Comment 17 Marcin Juszkiewicz 2016-01-26 10:55:08 UTC
https://fedora.juszkiewicz.com.pl/20160105-systemd-binutils/ has both binutils 2.26-2 packages and systemd 228-7 built with them.

Comment 18 Nick Clifton 2016-01-29 12:48:34 UTC
Rawhide binutils appears to fix the problem.

Comment 19 Richard W.M. Jones 2016-02-03 13:52:20 UTC
(In reply to Marcin Juszkiewicz from comment #17)
> https://fedora.juszkiewicz.com.pl/20160105-systemd-binutils/ has both
> binutils 2.26-2 packages and systemd 228-7 built with them.

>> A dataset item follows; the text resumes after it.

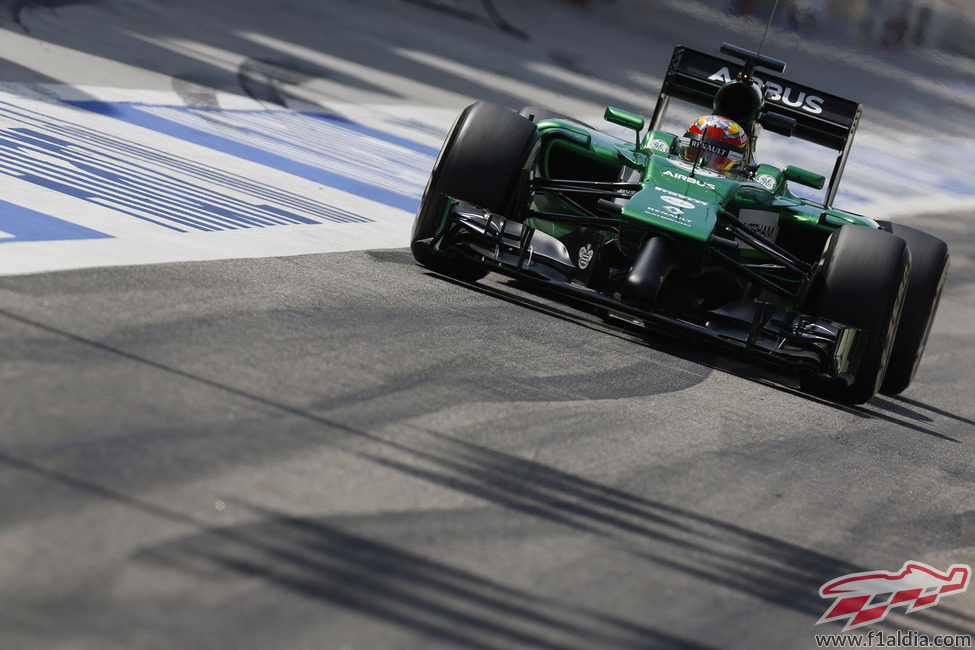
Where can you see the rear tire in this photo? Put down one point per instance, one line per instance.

Can confirm that this systemd package works.

The binutils package is no longer needed since arm.koji providers
a newer version.

Comment 20 Jan Kurik 2016-02-24 13:50:19 UTC
This bug appears to have been reported against 'rawhide' during the Fedora 24 development cycle.
Changing version to '24'.

More information and reason for this action is here:
https://fedoraproject.org/wiki/Fedora_Program_Management/HouseKeeping/Fedora24#Rawhide_Rebase

Comment 21 Peter Robinson 2016-03-08 11:44:20 UTC
new binutils done, new systemd now built.